Thursday 13 August 2009

Miners and Drivers

Once we reached the guesthouse in Penjikent we devoured the bread and watermelon we were greeted with and sat in front of the t.v, stupified by our ordeal and totally captivated by Russian programming.

The next day we set out to explore the 7 lakes at the foot of the Fan Mountains. We arranged a homestay through our saviour, bought some bread, cheese, cucumbers and lots of water and clambered into an old soviet jeep. There were seats for 4 but, as well as a dozen watermelons, a few sacks of rice and several crates of veg, the driver successfully crammed 11 of us into the vehicle and off we went. Quite a drive-up dirt tracks and over rickety bridges. Both the scenery and the ride got our adrenaline pumping but the driver was careful and, unlike others to come we had complete faith in him. When he dropped us off he said he'd be going back down to the town at 4 o'clock the next day and we arranged to return with him. It turned out that the guy whose home we had hoped to stay in never passed the message on and it was only after several hours and much gesturing that we managed to find someone with keys to a room and access to a kettle. It was to be the first of many bread dinners...

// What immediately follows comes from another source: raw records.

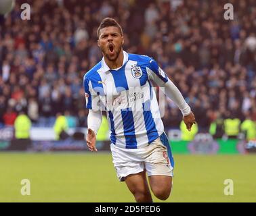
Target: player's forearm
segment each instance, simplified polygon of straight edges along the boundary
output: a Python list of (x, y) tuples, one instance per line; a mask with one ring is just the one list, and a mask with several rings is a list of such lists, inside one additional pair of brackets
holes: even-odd
[(97, 134), (102, 121), (102, 113), (101, 111), (89, 110), (87, 117), (88, 128), (91, 128)]
[(188, 115), (191, 112), (190, 106), (185, 101), (182, 93), (173, 82), (168, 79), (168, 82), (162, 84), (162, 86), (165, 87), (165, 95), (177, 105), (184, 116)]

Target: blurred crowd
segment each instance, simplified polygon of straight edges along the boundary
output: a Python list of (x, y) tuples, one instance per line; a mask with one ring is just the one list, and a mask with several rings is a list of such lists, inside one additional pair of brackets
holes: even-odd
[[(192, 108), (200, 128), (219, 118), (256, 121), (256, 1), (27, 0), (0, 28), (0, 122), (25, 110), (34, 126), (58, 113), (87, 126), (82, 78), (102, 58), (96, 30), (106, 17), (122, 26), (124, 50), (153, 57)], [(167, 99), (163, 121), (179, 127), (180, 111)]]

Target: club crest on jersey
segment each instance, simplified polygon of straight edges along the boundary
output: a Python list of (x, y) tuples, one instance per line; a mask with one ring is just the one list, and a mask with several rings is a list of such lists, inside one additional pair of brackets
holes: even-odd
[(131, 68), (131, 74), (135, 78), (140, 78), (142, 76), (142, 71), (140, 67), (133, 66)]

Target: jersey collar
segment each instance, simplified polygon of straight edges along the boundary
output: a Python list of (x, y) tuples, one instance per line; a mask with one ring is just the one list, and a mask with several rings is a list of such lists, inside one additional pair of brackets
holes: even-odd
[[(122, 67), (128, 61), (128, 53), (127, 52), (125, 52), (125, 51), (123, 51), (123, 65), (122, 65)], [(104, 61), (104, 58), (102, 57), (102, 68), (98, 70), (98, 71), (100, 72), (106, 72), (108, 71), (109, 71), (110, 70), (110, 68), (109, 68), (109, 67), (108, 66), (108, 65), (106, 63), (105, 61)]]

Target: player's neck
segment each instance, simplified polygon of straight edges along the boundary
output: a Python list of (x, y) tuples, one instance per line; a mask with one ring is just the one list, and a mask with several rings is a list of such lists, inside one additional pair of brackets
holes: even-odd
[(123, 49), (122, 49), (116, 61), (109, 61), (105, 57), (104, 57), (104, 61), (109, 68), (116, 69), (116, 68), (122, 67), (123, 58), (124, 58), (124, 56), (123, 56)]

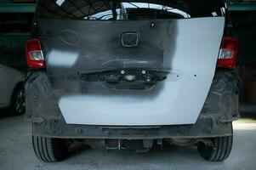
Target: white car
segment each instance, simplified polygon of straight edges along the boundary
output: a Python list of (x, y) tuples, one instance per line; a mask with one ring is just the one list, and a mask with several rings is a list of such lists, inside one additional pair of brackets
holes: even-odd
[(0, 65), (0, 108), (9, 107), (12, 115), (25, 112), (25, 73)]
[(39, 0), (34, 21), (26, 118), (39, 160), (65, 159), (77, 139), (229, 156), (238, 49), (225, 1)]

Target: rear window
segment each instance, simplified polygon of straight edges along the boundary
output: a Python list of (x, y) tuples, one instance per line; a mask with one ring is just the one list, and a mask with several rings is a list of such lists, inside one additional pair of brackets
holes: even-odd
[(39, 18), (157, 20), (224, 16), (223, 0), (39, 0)]

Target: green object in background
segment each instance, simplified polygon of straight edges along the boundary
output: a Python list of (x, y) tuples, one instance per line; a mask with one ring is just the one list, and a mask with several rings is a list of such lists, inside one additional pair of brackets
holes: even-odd
[(0, 3), (0, 13), (33, 13), (36, 3)]
[(4, 65), (26, 68), (25, 44), (31, 34), (0, 35), (0, 63)]

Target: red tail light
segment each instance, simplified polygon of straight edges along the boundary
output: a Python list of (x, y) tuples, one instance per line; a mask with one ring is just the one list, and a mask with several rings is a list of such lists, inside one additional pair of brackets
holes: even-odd
[(26, 42), (26, 55), (30, 70), (45, 68), (39, 39), (31, 39)]
[(238, 53), (237, 39), (225, 37), (219, 51), (217, 65), (219, 67), (234, 68)]

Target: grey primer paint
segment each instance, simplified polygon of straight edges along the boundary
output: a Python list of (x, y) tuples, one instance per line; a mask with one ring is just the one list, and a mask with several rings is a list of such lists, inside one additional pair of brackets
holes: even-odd
[[(224, 17), (117, 21), (40, 19), (47, 74), (65, 121), (106, 126), (195, 123), (214, 76), (224, 25)], [(128, 47), (122, 39), (127, 33), (134, 35), (124, 40)], [(124, 85), (132, 82), (118, 88), (119, 82), (107, 86), (100, 80), (80, 76), (133, 69), (168, 74), (143, 90), (139, 85), (138, 89)]]

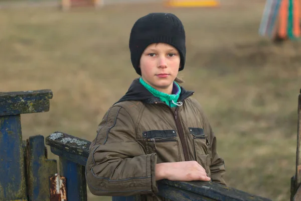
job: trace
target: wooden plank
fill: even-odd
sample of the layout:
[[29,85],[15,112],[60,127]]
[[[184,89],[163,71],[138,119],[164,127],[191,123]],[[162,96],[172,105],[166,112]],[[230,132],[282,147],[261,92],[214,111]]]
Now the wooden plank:
[[50,177],[50,200],[51,201],[67,201],[66,178],[55,174]]
[[296,184],[295,189],[301,184],[301,89],[298,97],[298,107],[297,109],[298,115],[298,124],[297,128],[297,150],[296,156],[295,178]]
[[272,38],[275,35],[275,29],[276,28],[276,22],[279,15],[279,10],[281,5],[281,0],[275,0],[274,1],[274,7],[270,16],[270,20],[269,21],[267,35]]
[[0,116],[49,111],[51,90],[0,92]]
[[87,201],[84,166],[60,157],[60,174],[66,178],[67,200]]
[[[80,183],[84,183],[86,186],[84,166],[89,155],[88,149],[91,142],[57,132],[46,138],[46,144],[50,146],[52,153],[60,156],[60,166],[62,172],[60,174],[66,178],[67,193],[70,193],[69,184],[70,182],[72,183],[73,189],[85,189],[85,187],[79,185]],[[78,174],[79,172],[79,174],[76,174],[77,172]],[[74,180],[72,180],[72,178]],[[158,185],[159,194],[172,200],[270,201],[267,198],[212,182],[181,182],[163,180],[158,181]],[[77,191],[72,190],[73,192]],[[175,196],[173,193],[178,195]],[[82,194],[82,192],[70,195],[67,194],[67,198],[70,200],[69,196],[75,196],[72,197],[71,200],[78,200],[78,196],[80,198],[85,198],[85,197],[80,197],[80,194]],[[128,198],[132,197],[114,197],[115,200]]]
[[57,162],[47,159],[44,138],[30,137],[27,140],[28,194],[30,200],[50,200],[50,177],[57,173]]
[[296,194],[293,196],[293,201],[300,201],[301,200],[301,186],[299,186],[298,190],[296,192]]
[[89,147],[91,142],[63,132],[56,132],[46,137],[46,143],[52,149],[57,148],[51,149],[55,154],[85,165],[82,162],[83,160],[86,161],[89,156]]
[[27,199],[20,115],[0,117],[0,200]]
[[265,5],[264,6],[259,29],[259,34],[262,36],[264,36],[266,34],[267,24],[269,16],[270,15],[272,3],[272,0],[267,0],[265,2]]
[[88,157],[79,156],[76,154],[66,151],[65,150],[62,150],[55,147],[50,147],[51,152],[54,154],[59,156],[61,157],[65,158],[70,161],[72,161],[75,163],[79,164],[81,165],[85,166],[87,163]]
[[[270,199],[254,195],[241,190],[211,181],[181,182],[164,179],[158,183],[159,183],[159,191],[162,190],[161,193],[160,192],[159,193],[161,195],[165,196],[168,199],[171,199],[175,198],[173,195],[173,193],[175,193],[178,195],[177,197],[178,197],[178,196],[180,196],[181,193],[183,193],[183,198],[187,197],[186,199],[180,199],[180,200],[194,200],[188,199],[188,198],[196,197],[196,199],[203,199],[204,200],[270,201]],[[168,186],[165,186],[166,185]],[[167,189],[168,189],[168,191],[166,190]]]

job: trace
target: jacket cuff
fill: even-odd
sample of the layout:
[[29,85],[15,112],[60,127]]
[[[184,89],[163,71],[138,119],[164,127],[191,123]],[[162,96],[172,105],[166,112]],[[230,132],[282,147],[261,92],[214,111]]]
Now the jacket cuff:
[[152,154],[150,156],[150,171],[152,176],[152,190],[154,193],[159,192],[157,182],[156,181],[156,165],[157,164],[157,154]]

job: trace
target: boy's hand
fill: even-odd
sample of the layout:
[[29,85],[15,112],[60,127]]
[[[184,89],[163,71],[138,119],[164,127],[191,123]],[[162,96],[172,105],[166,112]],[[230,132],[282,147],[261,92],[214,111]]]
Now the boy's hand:
[[156,181],[167,179],[172,181],[210,181],[206,170],[197,161],[183,161],[157,164]]

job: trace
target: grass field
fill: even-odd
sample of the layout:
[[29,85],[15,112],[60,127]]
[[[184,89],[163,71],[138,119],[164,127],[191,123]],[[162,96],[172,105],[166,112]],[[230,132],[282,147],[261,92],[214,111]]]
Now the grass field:
[[[227,2],[215,9],[152,4],[2,10],[0,91],[54,94],[49,112],[22,116],[24,139],[58,130],[92,140],[104,113],[137,77],[128,48],[131,26],[149,12],[172,12],[187,33],[183,85],[196,91],[210,120],[228,185],[288,200],[301,43],[258,36],[264,1]],[[89,193],[89,200],[108,199]]]

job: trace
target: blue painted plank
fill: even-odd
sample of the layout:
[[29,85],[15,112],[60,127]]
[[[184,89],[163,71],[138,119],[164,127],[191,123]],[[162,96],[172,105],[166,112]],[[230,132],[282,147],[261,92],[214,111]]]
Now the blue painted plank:
[[259,34],[264,36],[266,34],[267,28],[268,24],[268,20],[271,13],[271,7],[273,4],[272,0],[267,0],[264,6],[264,10],[262,14],[262,17],[259,26]]
[[0,116],[48,111],[52,96],[49,89],[0,92]]
[[112,201],[141,201],[140,195],[113,196]]
[[33,200],[50,200],[49,177],[57,173],[55,160],[48,160],[44,138],[32,136],[27,141],[28,194]]
[[0,117],[0,200],[27,199],[24,163],[20,116]]
[[82,156],[75,154],[71,153],[66,150],[62,150],[55,147],[50,147],[50,150],[54,154],[60,157],[68,159],[70,161],[80,164],[82,166],[86,166],[88,157]]
[[267,35],[269,37],[272,37],[276,27],[276,22],[279,16],[279,10],[281,5],[281,0],[275,0],[274,2],[274,7],[272,11],[272,16],[271,17],[270,22],[267,28]]
[[[173,199],[173,193],[178,196],[183,194],[182,198],[195,197],[223,201],[271,201],[270,199],[254,195],[211,181],[173,181],[164,179],[158,182],[159,194]],[[177,200],[182,200],[179,198]],[[183,199],[188,200],[188,199]],[[191,199],[190,199],[191,200]],[[202,200],[202,199],[201,199]]]
[[[84,183],[86,186],[86,180],[81,183],[78,181],[83,179],[82,176],[79,175],[84,174],[84,166],[86,165],[91,142],[61,132],[51,135],[46,138],[46,144],[50,146],[52,152],[59,156],[60,161],[62,160],[60,165],[62,165],[60,169],[63,170],[61,172],[63,173],[60,174],[66,178],[67,193],[70,193],[69,190],[70,183],[71,188],[77,189],[73,190],[73,192],[77,191],[79,188],[86,189],[85,187],[79,187],[80,183]],[[270,201],[212,182],[163,180],[159,181],[158,185],[159,195],[175,200]],[[78,193],[68,195],[69,194],[67,194],[68,200],[70,200],[70,198],[68,196],[72,196],[71,200],[78,200],[77,197],[80,196]],[[113,201],[131,200],[133,197],[120,196],[112,198]]]
[[60,157],[60,174],[66,178],[67,200],[87,200],[84,166]]

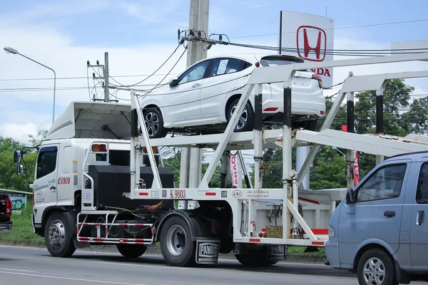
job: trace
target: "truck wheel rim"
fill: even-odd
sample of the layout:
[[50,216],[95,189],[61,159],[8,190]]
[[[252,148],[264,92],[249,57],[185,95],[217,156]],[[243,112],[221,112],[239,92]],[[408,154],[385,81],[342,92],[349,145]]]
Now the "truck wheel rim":
[[49,241],[55,247],[61,247],[66,238],[66,229],[61,221],[55,221],[49,228]]
[[[237,105],[238,105],[238,104],[235,104],[233,105],[233,107],[232,107],[232,110],[230,110],[230,118],[232,118],[232,115],[233,114],[233,112],[235,112],[235,110],[236,109]],[[240,130],[243,128],[244,128],[247,125],[248,119],[248,112],[247,111],[247,107],[245,107],[244,108],[244,110],[243,110],[243,113],[241,113],[240,117],[239,117],[239,120],[238,121],[238,123],[236,124],[236,126],[235,127],[235,128],[236,130]]]
[[179,225],[175,224],[166,233],[166,247],[175,256],[180,255],[185,248],[185,232]]
[[153,136],[159,130],[159,117],[154,112],[148,112],[146,114],[146,125],[148,135]]
[[380,285],[385,279],[384,264],[377,257],[372,257],[364,264],[362,274],[367,285]]

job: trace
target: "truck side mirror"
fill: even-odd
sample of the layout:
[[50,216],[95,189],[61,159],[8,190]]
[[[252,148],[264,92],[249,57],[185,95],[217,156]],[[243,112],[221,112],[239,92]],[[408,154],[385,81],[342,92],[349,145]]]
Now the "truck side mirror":
[[14,162],[15,162],[15,163],[21,162],[21,150],[15,150],[14,152]]
[[355,204],[357,197],[354,190],[350,190],[346,192],[346,203],[347,204]]
[[16,174],[21,175],[22,173],[24,173],[24,166],[18,165],[16,167]]

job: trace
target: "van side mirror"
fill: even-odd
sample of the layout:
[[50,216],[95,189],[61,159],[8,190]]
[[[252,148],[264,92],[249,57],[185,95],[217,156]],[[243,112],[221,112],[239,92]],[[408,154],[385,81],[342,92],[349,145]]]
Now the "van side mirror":
[[170,86],[173,87],[178,86],[179,82],[180,81],[178,80],[177,76],[175,76],[175,78],[172,78],[168,83]]
[[18,165],[16,167],[16,174],[21,175],[22,173],[24,173],[24,166]]
[[346,203],[347,204],[355,204],[357,200],[357,195],[354,190],[350,190],[346,192]]
[[21,150],[15,150],[14,152],[14,162],[19,163],[21,162],[21,158],[22,157],[21,155]]

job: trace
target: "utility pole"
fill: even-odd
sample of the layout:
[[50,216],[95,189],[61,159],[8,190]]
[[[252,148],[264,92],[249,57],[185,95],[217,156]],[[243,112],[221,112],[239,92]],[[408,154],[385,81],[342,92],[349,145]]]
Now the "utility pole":
[[108,53],[104,53],[104,101],[110,101],[110,90],[108,90]]
[[[190,0],[189,13],[189,29],[201,31],[201,36],[208,33],[209,0]],[[205,32],[205,34],[203,34]],[[198,36],[198,35],[195,35]],[[187,67],[207,57],[207,45],[200,42],[188,41]],[[199,186],[202,174],[202,149],[182,147],[180,167],[180,187],[197,187]],[[193,209],[196,202],[180,201],[179,209]]]

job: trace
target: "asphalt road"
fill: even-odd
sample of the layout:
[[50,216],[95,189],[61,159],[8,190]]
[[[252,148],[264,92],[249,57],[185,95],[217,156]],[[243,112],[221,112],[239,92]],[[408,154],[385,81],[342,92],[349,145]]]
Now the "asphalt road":
[[[76,251],[70,258],[45,249],[0,246],[0,284],[357,284],[355,274],[322,264],[281,262],[245,269],[232,259],[215,267],[168,266],[159,256],[126,259],[118,253]],[[414,284],[424,283],[415,282]]]

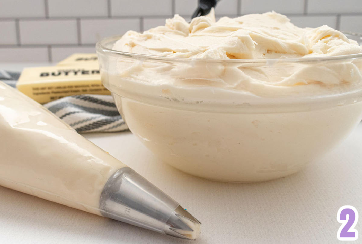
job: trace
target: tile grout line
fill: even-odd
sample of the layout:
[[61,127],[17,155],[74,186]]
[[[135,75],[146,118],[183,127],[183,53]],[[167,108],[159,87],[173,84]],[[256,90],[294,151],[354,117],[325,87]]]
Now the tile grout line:
[[171,13],[172,16],[175,15],[176,13],[176,3],[175,0],[172,0],[171,1]]
[[49,62],[52,61],[51,56],[51,46],[50,45],[48,45],[48,59]]
[[307,15],[308,12],[308,0],[304,0],[304,9],[303,14]]
[[44,0],[44,7],[45,8],[45,18],[49,18],[49,3],[48,0]]
[[[293,15],[294,16],[298,16],[301,15],[304,15],[304,13],[283,13],[283,14],[289,14],[291,15]],[[336,15],[337,14],[341,14],[342,15],[345,16],[362,16],[362,12],[356,12],[356,13],[337,13],[336,12],[331,12],[331,13],[307,13],[306,14],[308,16],[331,16],[331,15]],[[220,15],[220,14],[216,14],[218,16],[224,16],[224,15]],[[236,15],[236,14],[230,14],[230,15]],[[191,16],[191,15],[190,15]],[[155,14],[154,15],[123,15],[123,16],[111,16],[111,18],[112,19],[137,19],[139,18],[140,17],[144,17],[144,18],[170,18],[171,17],[173,17],[171,15],[167,15],[167,14]],[[78,18],[78,17],[76,16],[68,16],[66,17],[51,17],[49,19],[47,19],[44,17],[0,17],[0,21],[14,21],[16,19],[18,19],[22,21],[27,21],[27,20],[38,20],[38,21],[42,21],[42,20],[74,20],[75,19]],[[82,18],[85,20],[104,20],[107,19],[109,18],[108,16],[82,16]]]
[[108,18],[110,18],[112,17],[112,14],[111,14],[111,0],[107,0],[107,11],[108,13]]
[[19,23],[19,19],[15,20],[15,30],[16,31],[16,44],[18,46],[21,45],[20,42],[20,26]]
[[[94,43],[85,43],[81,45],[82,47],[94,47],[96,44]],[[22,47],[29,47],[37,48],[38,47],[47,47],[49,44],[23,44],[20,46]],[[79,47],[78,44],[51,44],[52,47]],[[10,48],[17,47],[19,45],[17,44],[0,44],[0,48]]]
[[241,16],[241,0],[237,0],[236,14],[238,16]]
[[337,18],[336,20],[336,29],[340,30],[341,29],[341,14],[337,14]]
[[139,18],[139,31],[142,33],[143,32],[143,17],[140,17]]
[[82,37],[80,33],[80,18],[77,18],[77,38],[78,38],[78,45],[82,44]]

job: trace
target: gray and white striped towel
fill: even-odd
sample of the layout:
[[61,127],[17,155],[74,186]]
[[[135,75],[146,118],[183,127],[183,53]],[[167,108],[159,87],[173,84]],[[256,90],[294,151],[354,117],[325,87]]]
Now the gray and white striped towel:
[[[0,80],[16,87],[20,73],[0,69]],[[111,96],[71,96],[43,104],[78,133],[122,131],[128,129]]]

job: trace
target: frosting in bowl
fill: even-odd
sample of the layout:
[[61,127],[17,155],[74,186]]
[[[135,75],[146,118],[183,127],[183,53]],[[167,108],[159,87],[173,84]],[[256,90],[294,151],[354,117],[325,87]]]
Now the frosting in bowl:
[[160,26],[126,33],[113,49],[160,56],[256,59],[362,52],[355,41],[327,25],[302,28],[275,12],[215,20],[213,10],[189,23],[176,14]]

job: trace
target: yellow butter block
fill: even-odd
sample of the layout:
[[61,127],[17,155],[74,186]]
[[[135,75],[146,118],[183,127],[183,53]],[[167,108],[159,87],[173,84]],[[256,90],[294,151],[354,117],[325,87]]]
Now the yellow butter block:
[[76,53],[63,59],[58,64],[59,65],[79,65],[98,64],[98,57],[96,53]]
[[25,68],[16,87],[41,103],[75,95],[110,94],[102,84],[97,64]]

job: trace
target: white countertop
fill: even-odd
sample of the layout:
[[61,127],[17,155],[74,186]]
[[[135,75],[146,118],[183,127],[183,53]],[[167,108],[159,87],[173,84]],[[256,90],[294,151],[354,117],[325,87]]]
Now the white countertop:
[[[334,243],[340,242],[340,207],[351,205],[362,214],[362,123],[301,172],[250,184],[181,172],[129,132],[83,135],[187,209],[202,223],[200,237],[174,238],[0,187],[0,243]],[[361,218],[355,228],[362,234]]]

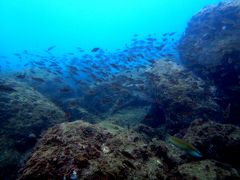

Upon awaking the next day we were frantically informed that the only car for the day had passed by at 4 in the morning and that we would now have to hike our way down. Instead, we took a punt on being able to find accommodation further up the valley and headed into the mountains in attempt to reach the last of the 7 lakes. We made it after 4 hours walking and were immmediately invited over to join a group of 7 or so men that had driven up for the weekend. As they laid on shashlyk (barbecued skewers), plov, mutton fat stew, melon and vodka they explained they were all miners from the local Zerafshan Gold Company. They splashed about in the lake and danced and sang and laughed and drank and insisted that they give us a lift back to the town that night. At first this was tempting as we still didn't know if we would be able to find accommodation in the valley. However, it soon became clear they were more keen on us staying the night at their miners' camp. The drunkest one of the lot was also becoming overly attentive to Victoria and they were all encouraging her to dance and go for a swim, things a local woman would never dream of doing. Between nervous smiles we surreptitiously hatched a plan to extricate ourselves from the situation and, after the friendliest one of the lot tried to fall asleep in Victoria's lap we jumped up and announced that we were going for a short walk. They protested and made us promise we would return, which we did but this time Victoria smiled less readily and I wore a permanent frown. We made it clear we wouldn't be joining them at their camp and they eventually got the message.

Snatching glances over our shoulders we left them at the lake and scrambled down to the nearest settlement, confirmed there would be a car at 3am and found a guy willing to let us have a room for the night, which he wouldn't accept any money for. We holed up in our hovel till we saw the men drive through and, relieved, spent the evening skimming stones and reading. This time we caught our jeep and, though the road was scarier in the dark and despite the fact the radio was blaring out a religious sermon with what seemed to be frequent denunciations of 'Israeeel' we both fell asleep, Victoria on my shoulder and myself on a man who I think may well have been Osama Bin Laden.